Sintomaticamente, o mencionado Decreto-Lei 244/95, introduziu um novo preceito na lei quadro (o artigo 27.º-A), prevendo uma hipótese de suspensão da prescrição ('durante o tempo em que o procedimento não puder legalmente iniciar-se ou continuar por falta de autorização legal').
Repare-se, desde já, que esta hipótese é apenas uma das que se contemplavam no sobredito artigo 119.º e que nem sequer toda a alínea a) deste preceito foi aproveitada. Por outras palavras, é manifesto que o legislador de 1995 escolheu de entre as hipóteses de suspensão (da lei penal geral) aquelas que considerou poderem ser aplicadas no processo contra-ordenacional, com exclusão das restantes, com especial saliência para a estipulada na alínea b).
Diz ainda o artigo 27.º-A que a prescrição se suspende 'para além dos casos previstos na lei'.
Importará, assim, proceder à interpretação desta remissão.
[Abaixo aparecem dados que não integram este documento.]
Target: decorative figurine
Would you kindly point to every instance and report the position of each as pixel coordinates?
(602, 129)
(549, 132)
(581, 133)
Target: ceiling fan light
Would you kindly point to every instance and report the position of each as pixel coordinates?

O primeiro impulso será inevitavelmente o de querer ver, nesta ressalva, ou remissão, os casos previstos no Código Penal, pois este até é direito subsidiário (citado artigo 32.º da lei quadro das contra-ordenações).
Nada nos parece, contudo, mais errado, desde logo porque tal remissão se revelaria, desta forma, claramente redundante. Isto é, precisamente porque o Código Penal é direito subsidiário (e já o era antes das alterações de 1995) é que a remissão do artigo 27.º-A não poderá dizer-lhe respeito.
Acresce que só deste modo a interpretação é conciliável com a conclusão a que acima se chegou.
Por outro lado, esta ressalva, ou remissão, é idêntica à que o corpo do artigo 120.º, n.º 1, do Código Penal de 1995 contém e é mister ter presente que ambos os diplomas (o Código Penal de 1995 e a nova redacção do Decreto-Lei 433/82) entraram em vigor no mesmo dia 1 de Outubro de 1995 e que, portanto, era evidente a intenção da sua harmonização por parte do legislador.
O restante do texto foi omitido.